‘Non-école’ ? Le mot n’est pas en vigueur dans cette école de langues, mais il le pourrait, me semble-t-il. On y trouve des profs, mais des profs un peu particuliers.
– S’ils ont été de vrais ’profs’ antérieurement, il doivent en passer par une période de conversion de dix ans !
– Rude ! Mais pourquoi donc ?
Parce que, m’expose N.,
– être un enseignant ordinaire, c’est avoir adopté un formatage qui semble tout ce qu’il y a de ‘naturel’. Avez-vous remarqué combien un étudiant est apte à enseigner du jour au lendemain ? Bien sûr, la pédagogie et tout ça, il ne connaît pas forcément, mais il adopte l’habit d’enseignant sans que ça lui pose le moindre problème quant au principe ! C’est quasiment dans ses gènes. S’en défaire, ce n’est pas si simple !
– Mais pourquoi donc s’en défaire ?
– Reprenons. Le but de notre école de langues est de mixer les avantages de l’apprentissage académique à celui de l’immersion. On dit souvent que pour savoir parler une langue, rien ne vaut d’aller vivre dans un pays où elle est pratiquée. Oui, peut-être, mais la connaissance d’une langue ne se limite pas à ça ! Un enseignant américain de français me disait un jour ‘Les Français ont de la langue anglaise une bien meilleure connaissance que les Américains.’ Je m’en suis montrée surprise, évidemment ! Les Français, si nuls en langue ? Mais il me parlait de grammaire, en réalité…

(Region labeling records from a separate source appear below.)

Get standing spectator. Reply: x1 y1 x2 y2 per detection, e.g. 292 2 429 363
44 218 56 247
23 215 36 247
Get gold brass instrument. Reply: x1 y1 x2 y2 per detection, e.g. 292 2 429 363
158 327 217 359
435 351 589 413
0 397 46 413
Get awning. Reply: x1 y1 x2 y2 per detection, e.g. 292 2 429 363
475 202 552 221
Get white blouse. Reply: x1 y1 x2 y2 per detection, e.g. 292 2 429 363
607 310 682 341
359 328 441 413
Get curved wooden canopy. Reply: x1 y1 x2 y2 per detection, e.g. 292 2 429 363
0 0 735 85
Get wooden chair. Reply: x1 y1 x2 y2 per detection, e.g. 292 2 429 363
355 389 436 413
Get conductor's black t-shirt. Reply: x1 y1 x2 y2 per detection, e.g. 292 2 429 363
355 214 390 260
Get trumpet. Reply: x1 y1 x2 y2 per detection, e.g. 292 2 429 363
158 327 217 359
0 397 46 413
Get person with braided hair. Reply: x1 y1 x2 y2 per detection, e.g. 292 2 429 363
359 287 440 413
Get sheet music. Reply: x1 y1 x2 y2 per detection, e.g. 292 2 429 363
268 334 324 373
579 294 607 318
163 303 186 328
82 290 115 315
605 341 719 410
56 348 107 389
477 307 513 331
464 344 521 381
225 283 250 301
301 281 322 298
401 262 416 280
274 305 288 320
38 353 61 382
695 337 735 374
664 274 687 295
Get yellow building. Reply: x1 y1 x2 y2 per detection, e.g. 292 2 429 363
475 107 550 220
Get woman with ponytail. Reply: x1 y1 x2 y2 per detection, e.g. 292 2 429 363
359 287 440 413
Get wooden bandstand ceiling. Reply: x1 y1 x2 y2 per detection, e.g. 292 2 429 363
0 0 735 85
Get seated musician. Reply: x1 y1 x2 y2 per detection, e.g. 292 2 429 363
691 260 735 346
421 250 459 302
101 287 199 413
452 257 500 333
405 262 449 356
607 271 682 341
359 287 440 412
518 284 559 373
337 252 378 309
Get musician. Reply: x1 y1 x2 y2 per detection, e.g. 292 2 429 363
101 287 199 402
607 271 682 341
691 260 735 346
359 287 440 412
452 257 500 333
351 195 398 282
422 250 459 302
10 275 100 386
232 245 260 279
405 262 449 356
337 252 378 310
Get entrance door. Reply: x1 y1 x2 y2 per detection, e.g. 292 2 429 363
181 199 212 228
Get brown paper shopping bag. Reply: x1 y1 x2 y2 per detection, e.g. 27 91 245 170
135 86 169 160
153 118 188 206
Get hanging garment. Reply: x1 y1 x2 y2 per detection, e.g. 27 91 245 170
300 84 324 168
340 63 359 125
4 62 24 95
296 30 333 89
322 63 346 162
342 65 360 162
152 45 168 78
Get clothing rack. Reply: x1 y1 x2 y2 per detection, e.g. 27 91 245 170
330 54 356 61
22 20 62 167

– Comment mixez-vous les avantages de l’une et l’autre approche ? Et, je répète ma question : ’Pourquoi un prof ne trouve-t-il pas grâce à vos yeux ?’
– Un prof – appelons-le un prof ‘ordinaire’ – même avec la meilleure bonne volonté, ne saura pas partir de l’expérience pratique que l’apprenant a de la langue dans laquelle il est en train de se perfectionner. Il doit littéralement se révolutionner s’il veut être l’appui utile dont celui-ci a besoin. Quant à savoir comment nous mixons les deux approches, eh bien voici. L’établissement reçoit des élèves de diverses langues. Nous sommes en France, ce qui fait que beaucoup d’apprenants sont chez nous pour apprendre le français. Nous recrutons autant d’élèves francophones désireux d’apprendre l’une des quatre autres langues dont nous sommes en mesure d’accompagner l’apprentissage. Nous recevons au minimum 50 apprenants de chacune de ces langues, ce qui fait que l’établissement reçoit des vagues de 400 à 500 apprenants. Chaque apprenant est présent pour trois séquences – dans certains cas, quatre – de huit semaines entrecoupées de stages d’activité. Tout au long de la journée, les apprenants mènent une grande partie de leur activité sous forme de binômes réunissant un francophone et un apprenant de français, de niveaux et centres d‘intérêt les plus compatibles possible. Au bout de deux semaines, chaque binôme est en mesure d’élaborer lui-même tout son matériel pédagogique, à l’oral comme à l’écrit. Nous estimons que cette élaboration en commun constitue une bonne moitié du travail d’apprentissage. Par principe, chaque apprenant entre dans au minimum cinq binômes durant une même séquence de huit semaines. Et, de découvertes en erreurs, de désespoir en franches rigolades, passant de leur matériel auto-élaboré à la conversation courante et à des pratiques comme la cuisine, les histoires drôles, l’atelier de mécanique ou d‘informatique, les voilà naviguant allègrement.
– Cette manière de faire vous vient d’où ?
– Nous n’avons pas tout inventé, en effet. Au départ, c’est une expérience menée durant plus de dix ans dans une ville bilingue (60/40) qui a attiré notre attention. Mais là-bas, nulle attention n’était portée à l’élaboration de matériel pédagogique. C’est là qu’a résidé notre première innovation. Notre second apport a consisté en la formation de profs aptes à accompagner les apprenants de manière très particulière, qui ne manque pas d’être frustrante au tout départ puisque c’est l’apprenant qui a les rênes pour le meilleur et pour le pire…
– Le pire ?
– Nos sociétés, infantilisantes, fournissent aux personnes en construction – ou du moins prétendent leur fournir – des échafaudages tellement colossaux que, lorsque ceux-ci en viennent à faire défaut, il arrive que ces personnes connaissent des crises d’insécurité. Une bonne partie du travail des ’profs’ – nous persistons à les appeler ainsi – est consacré à ne pas dissocier cette dimension de la partie linguistique proprement dite.